Exhibit A: The Entrepreneur
Enter Gary Vaynerchuck a.k.a. Gary Vee, a perfectly respectable marketer. It’s hard to pick a quote that’s more Gary than this one: “Skills are cheap. Passion is priceless.” It’s pithy and quotable. It goes down smooth in your Instagram’s infinite scroll.
But let’s face it. By the time you get to the word passion, your mind has already moved on – if it hasn’t turned to total mush. Why? Because this quote screams “business as usual.” It might help you win a game of bullshit bingo, but it won’t win your audience’s attention long enough to convince them to buy.
Exhibit B: The Antichrist
Next up: John Lydon a.k.a Johnny Rotten, frontman of the Sex Pistols. When Johnny sings – or sneers – the opening lines of Anarchy In the UK, you can’t not pay attention: “I am an antichrist / I am an anarchist.”
By the time Johnny snarls “my future dream / is a shopping spree / cause I wanna be anarchy,” you’re not reaching for your wallet. You’re running for your life.

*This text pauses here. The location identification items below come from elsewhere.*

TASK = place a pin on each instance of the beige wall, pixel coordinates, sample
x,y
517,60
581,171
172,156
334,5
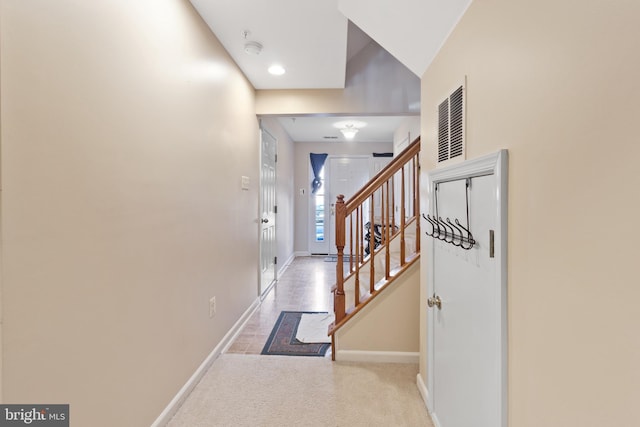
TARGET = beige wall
x,y
556,83
389,323
301,178
125,131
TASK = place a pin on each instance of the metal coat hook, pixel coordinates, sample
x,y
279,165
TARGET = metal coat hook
x,y
445,230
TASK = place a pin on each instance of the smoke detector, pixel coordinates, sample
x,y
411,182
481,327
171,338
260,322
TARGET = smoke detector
x,y
253,48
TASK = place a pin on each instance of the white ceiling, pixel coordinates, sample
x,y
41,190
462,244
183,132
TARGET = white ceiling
x,y
313,40
411,30
307,37
326,129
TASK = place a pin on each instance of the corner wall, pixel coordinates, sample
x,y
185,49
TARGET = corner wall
x,y
556,83
125,130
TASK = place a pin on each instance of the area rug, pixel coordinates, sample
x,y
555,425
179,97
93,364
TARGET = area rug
x,y
283,342
313,328
334,258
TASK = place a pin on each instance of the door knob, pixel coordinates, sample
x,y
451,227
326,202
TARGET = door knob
x,y
435,300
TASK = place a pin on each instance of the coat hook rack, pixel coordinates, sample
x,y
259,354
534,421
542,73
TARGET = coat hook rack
x,y
448,231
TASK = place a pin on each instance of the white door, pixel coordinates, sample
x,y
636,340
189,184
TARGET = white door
x,y
467,333
346,176
268,244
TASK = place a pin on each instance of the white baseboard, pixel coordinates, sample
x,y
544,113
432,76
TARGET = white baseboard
x,y
424,392
377,356
286,264
186,389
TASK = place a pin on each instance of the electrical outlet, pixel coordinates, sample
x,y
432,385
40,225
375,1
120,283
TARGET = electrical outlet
x,y
212,307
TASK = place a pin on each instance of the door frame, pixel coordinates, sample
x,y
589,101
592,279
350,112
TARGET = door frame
x,y
312,247
264,290
492,164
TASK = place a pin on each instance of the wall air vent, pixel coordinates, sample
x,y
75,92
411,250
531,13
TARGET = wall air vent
x,y
451,118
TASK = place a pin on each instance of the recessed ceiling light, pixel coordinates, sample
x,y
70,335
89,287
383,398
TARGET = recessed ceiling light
x,y
276,70
253,48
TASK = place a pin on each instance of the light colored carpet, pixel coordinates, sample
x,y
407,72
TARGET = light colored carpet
x,y
313,327
247,390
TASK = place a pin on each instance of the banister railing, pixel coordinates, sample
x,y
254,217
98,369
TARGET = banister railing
x,y
377,232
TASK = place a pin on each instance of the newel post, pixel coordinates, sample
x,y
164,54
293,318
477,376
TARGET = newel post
x,y
338,298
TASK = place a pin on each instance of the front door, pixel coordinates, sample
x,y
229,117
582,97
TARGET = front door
x,y
346,176
268,244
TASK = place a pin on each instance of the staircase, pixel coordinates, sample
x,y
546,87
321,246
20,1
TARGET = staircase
x,y
377,236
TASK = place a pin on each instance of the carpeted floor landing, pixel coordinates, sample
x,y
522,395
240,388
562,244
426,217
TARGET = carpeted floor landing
x,y
247,390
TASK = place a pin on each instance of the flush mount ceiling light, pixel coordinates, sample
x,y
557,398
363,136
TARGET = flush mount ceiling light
x,y
349,128
276,70
349,131
253,48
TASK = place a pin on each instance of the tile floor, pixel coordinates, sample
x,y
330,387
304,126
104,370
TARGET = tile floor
x,y
304,286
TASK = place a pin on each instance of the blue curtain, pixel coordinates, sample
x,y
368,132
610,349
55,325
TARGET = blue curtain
x,y
317,162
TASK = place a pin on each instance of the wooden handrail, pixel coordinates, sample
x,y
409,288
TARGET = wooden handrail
x,y
365,251
384,175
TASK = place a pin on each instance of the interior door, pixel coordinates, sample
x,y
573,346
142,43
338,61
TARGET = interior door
x,y
346,176
467,327
268,243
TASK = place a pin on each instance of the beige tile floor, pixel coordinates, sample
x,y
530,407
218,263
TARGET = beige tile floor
x,y
304,286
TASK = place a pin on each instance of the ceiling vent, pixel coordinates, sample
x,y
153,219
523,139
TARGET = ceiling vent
x,y
451,129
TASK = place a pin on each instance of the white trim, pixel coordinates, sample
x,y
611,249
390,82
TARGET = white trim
x,y
495,163
377,356
175,404
286,264
424,392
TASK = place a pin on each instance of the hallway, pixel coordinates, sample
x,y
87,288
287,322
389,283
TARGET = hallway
x,y
304,286
244,388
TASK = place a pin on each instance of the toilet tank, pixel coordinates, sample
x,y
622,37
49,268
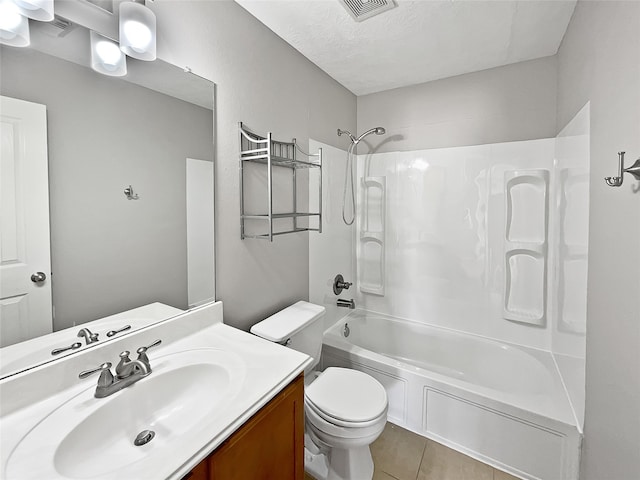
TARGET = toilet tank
x,y
298,326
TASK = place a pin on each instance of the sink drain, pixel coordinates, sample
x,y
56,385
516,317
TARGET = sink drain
x,y
144,437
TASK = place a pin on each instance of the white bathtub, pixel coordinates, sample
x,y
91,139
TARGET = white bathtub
x,y
502,404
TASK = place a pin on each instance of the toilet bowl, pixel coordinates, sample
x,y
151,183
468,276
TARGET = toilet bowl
x,y
345,410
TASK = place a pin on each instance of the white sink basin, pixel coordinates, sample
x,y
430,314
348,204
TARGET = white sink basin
x,y
87,437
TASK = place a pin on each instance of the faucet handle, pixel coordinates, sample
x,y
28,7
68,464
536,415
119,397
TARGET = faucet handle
x,y
124,360
106,377
142,351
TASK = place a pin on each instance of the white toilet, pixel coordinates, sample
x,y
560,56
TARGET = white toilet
x,y
346,410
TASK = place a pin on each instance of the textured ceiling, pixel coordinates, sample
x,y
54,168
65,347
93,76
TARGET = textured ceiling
x,y
417,41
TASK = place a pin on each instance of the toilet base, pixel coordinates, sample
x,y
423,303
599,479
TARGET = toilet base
x,y
337,463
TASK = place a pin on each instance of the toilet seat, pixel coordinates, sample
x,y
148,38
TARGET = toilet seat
x,y
347,398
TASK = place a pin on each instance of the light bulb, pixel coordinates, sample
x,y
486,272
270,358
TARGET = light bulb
x,y
41,10
137,31
139,35
106,57
108,52
14,28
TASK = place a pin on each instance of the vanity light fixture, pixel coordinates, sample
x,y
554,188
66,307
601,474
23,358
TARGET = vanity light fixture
x,y
14,27
106,56
41,10
137,31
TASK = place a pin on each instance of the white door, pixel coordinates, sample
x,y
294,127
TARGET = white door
x,y
25,258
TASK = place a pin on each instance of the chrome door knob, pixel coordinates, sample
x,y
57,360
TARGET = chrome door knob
x,y
38,277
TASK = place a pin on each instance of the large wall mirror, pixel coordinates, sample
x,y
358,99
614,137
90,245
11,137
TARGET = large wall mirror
x,y
128,216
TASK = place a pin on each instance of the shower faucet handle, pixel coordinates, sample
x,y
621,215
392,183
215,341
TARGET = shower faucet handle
x,y
339,284
351,304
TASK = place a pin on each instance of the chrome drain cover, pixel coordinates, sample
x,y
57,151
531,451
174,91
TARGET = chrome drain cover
x,y
144,437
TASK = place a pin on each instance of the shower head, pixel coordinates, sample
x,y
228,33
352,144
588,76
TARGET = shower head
x,y
376,130
346,132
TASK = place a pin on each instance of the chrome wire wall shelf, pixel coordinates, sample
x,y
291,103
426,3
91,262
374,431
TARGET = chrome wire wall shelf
x,y
271,153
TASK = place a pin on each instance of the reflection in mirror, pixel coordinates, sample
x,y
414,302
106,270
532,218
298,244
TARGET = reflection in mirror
x,y
129,203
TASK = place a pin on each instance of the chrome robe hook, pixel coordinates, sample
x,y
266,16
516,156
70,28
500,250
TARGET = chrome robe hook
x,y
633,170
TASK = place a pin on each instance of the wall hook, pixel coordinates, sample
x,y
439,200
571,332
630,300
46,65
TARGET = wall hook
x,y
130,194
633,170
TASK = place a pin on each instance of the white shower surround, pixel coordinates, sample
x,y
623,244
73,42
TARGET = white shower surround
x,y
452,217
445,240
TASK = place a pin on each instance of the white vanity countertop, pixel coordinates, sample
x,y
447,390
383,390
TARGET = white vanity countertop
x,y
28,398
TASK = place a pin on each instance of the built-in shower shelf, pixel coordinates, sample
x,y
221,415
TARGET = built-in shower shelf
x,y
281,215
280,161
272,153
526,246
371,245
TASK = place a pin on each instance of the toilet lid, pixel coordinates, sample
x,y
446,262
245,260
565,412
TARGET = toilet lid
x,y
347,395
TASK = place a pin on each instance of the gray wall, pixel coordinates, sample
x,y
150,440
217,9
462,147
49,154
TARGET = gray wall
x,y
514,102
265,83
599,61
109,253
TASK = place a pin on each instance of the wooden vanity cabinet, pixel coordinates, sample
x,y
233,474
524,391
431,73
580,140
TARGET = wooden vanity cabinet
x,y
269,446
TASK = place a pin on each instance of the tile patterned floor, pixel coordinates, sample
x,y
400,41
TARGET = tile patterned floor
x,y
403,455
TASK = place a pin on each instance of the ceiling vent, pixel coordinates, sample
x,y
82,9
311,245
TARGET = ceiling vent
x,y
362,9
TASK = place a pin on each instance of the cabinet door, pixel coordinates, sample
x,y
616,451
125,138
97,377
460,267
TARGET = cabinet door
x,y
270,446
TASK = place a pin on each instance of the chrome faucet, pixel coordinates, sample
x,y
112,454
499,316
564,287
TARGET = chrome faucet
x,y
346,303
127,371
88,336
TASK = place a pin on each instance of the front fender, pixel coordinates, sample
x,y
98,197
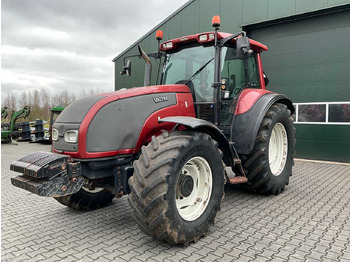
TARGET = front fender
x,y
246,125
209,128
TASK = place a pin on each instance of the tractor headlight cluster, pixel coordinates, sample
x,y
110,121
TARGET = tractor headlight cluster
x,y
71,136
54,135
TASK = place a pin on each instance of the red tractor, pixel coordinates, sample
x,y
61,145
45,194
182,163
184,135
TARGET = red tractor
x,y
168,145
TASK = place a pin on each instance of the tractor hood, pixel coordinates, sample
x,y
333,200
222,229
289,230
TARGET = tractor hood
x,y
111,123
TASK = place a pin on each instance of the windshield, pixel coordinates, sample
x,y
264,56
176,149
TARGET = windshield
x,y
182,65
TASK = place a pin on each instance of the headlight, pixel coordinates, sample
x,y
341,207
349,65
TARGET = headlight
x,y
71,136
54,135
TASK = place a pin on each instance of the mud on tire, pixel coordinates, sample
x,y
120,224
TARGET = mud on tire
x,y
85,199
269,165
167,174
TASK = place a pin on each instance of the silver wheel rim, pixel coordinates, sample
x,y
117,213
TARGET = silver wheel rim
x,y
96,190
193,206
278,149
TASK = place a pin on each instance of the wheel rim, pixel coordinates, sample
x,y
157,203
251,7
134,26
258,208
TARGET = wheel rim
x,y
193,204
94,191
278,148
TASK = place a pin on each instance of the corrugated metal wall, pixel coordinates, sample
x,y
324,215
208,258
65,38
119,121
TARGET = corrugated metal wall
x,y
196,17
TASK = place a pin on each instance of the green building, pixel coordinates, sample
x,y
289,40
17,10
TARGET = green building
x,y
308,60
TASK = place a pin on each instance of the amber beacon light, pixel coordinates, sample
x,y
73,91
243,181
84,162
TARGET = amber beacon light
x,y
159,35
216,21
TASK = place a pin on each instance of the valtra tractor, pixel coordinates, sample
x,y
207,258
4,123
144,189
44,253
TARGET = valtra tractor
x,y
167,146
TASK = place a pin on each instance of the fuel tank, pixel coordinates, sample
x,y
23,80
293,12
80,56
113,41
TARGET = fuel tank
x,y
119,122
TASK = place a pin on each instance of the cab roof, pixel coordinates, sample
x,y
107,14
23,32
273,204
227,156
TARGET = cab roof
x,y
205,38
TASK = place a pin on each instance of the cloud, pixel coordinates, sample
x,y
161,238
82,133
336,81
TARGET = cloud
x,y
61,44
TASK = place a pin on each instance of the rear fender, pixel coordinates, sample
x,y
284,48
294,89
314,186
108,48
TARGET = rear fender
x,y
249,115
200,125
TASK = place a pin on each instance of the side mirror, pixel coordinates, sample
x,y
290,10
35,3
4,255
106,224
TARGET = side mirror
x,y
242,47
266,80
126,68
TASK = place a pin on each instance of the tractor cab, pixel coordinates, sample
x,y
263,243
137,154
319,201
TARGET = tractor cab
x,y
195,60
216,66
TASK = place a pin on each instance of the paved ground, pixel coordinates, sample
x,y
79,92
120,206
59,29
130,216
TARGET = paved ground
x,y
310,221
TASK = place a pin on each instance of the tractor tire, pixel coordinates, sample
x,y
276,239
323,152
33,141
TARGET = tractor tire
x,y
177,186
86,199
5,126
269,166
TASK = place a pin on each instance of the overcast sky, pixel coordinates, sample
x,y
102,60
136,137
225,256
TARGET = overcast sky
x,y
70,44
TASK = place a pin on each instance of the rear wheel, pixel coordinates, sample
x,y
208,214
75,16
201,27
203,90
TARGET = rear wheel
x,y
177,186
86,199
269,165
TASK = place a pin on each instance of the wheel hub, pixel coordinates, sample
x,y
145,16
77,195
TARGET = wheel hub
x,y
193,188
186,185
278,149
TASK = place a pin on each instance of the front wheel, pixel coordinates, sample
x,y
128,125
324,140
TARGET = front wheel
x,y
269,165
177,186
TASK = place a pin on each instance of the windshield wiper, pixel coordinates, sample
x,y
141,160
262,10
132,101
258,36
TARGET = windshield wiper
x,y
198,71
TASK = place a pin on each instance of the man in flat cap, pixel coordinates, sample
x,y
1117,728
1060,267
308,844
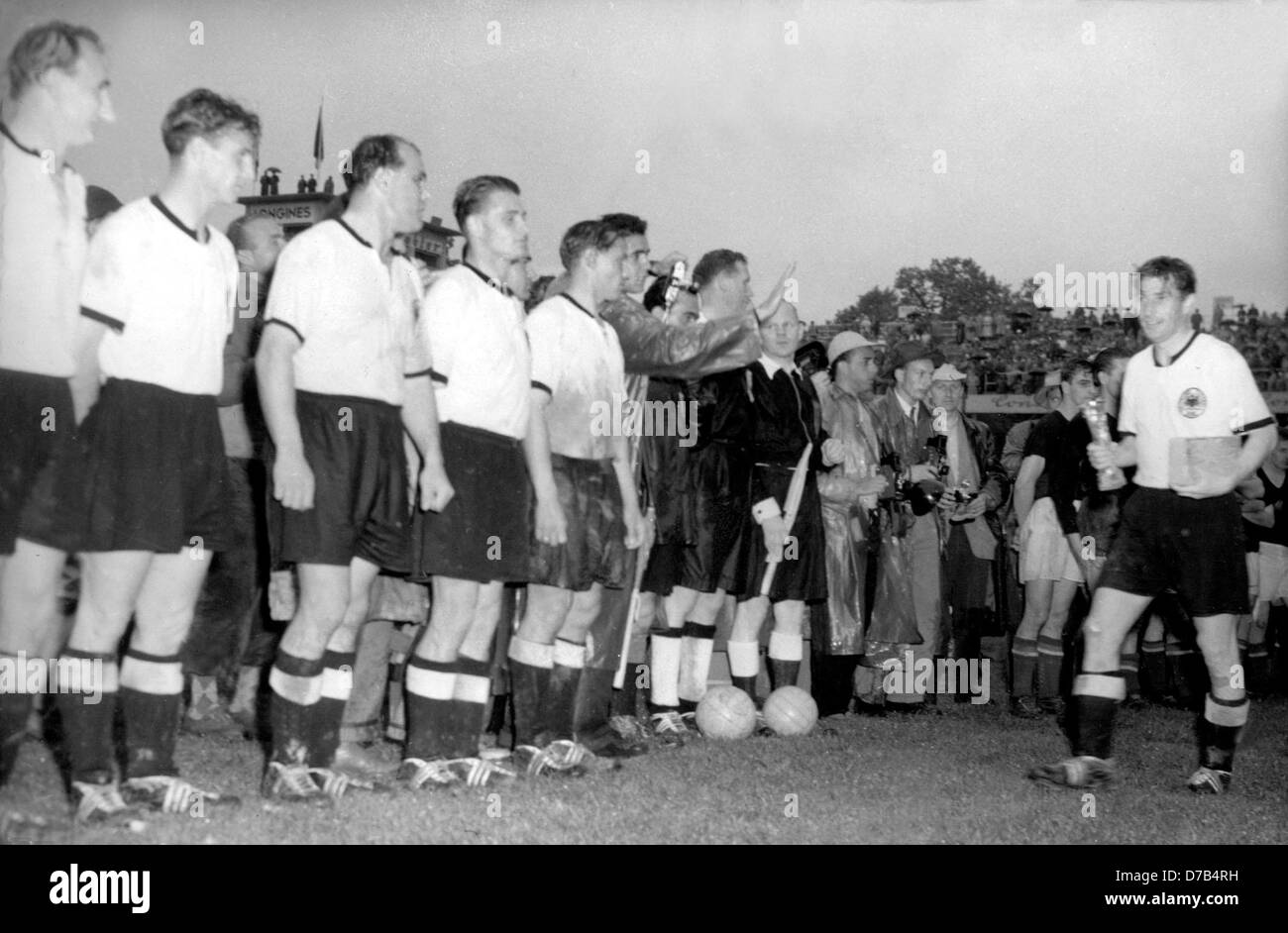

The message is explicitly anti-commercial, anti-monarchy, anti-everything. But that doesn’t matter. Because you’re sold on the brand. And whether you love it hate it, that brand just changed your life.
To return to our initial question: which of the above sticks in your head? Which face stands out? Which quote do you still remember?
You can probably guess our answer.
Why Punk Marketers Are The Best Marketers
Punk was a tough school, but its students learned to make their voices heard on their own terms.
Gatekeepers? Unlock the gates! Bill Gates? Throw him out the Window and be your own OS!
Today, when most marketers never question their allegiance to their corporate stakeholders or consider that selling and “selling out” can go hand in hand, a punk attitude goes a long way.
Do you want your brand to be one of the Mark Zuckerbergs or Gary Vaynerchucks of the world? Or are you bold enough to be one of the Joe Strummers or Johnny Rottens?
Think fast, because you’re losing traction.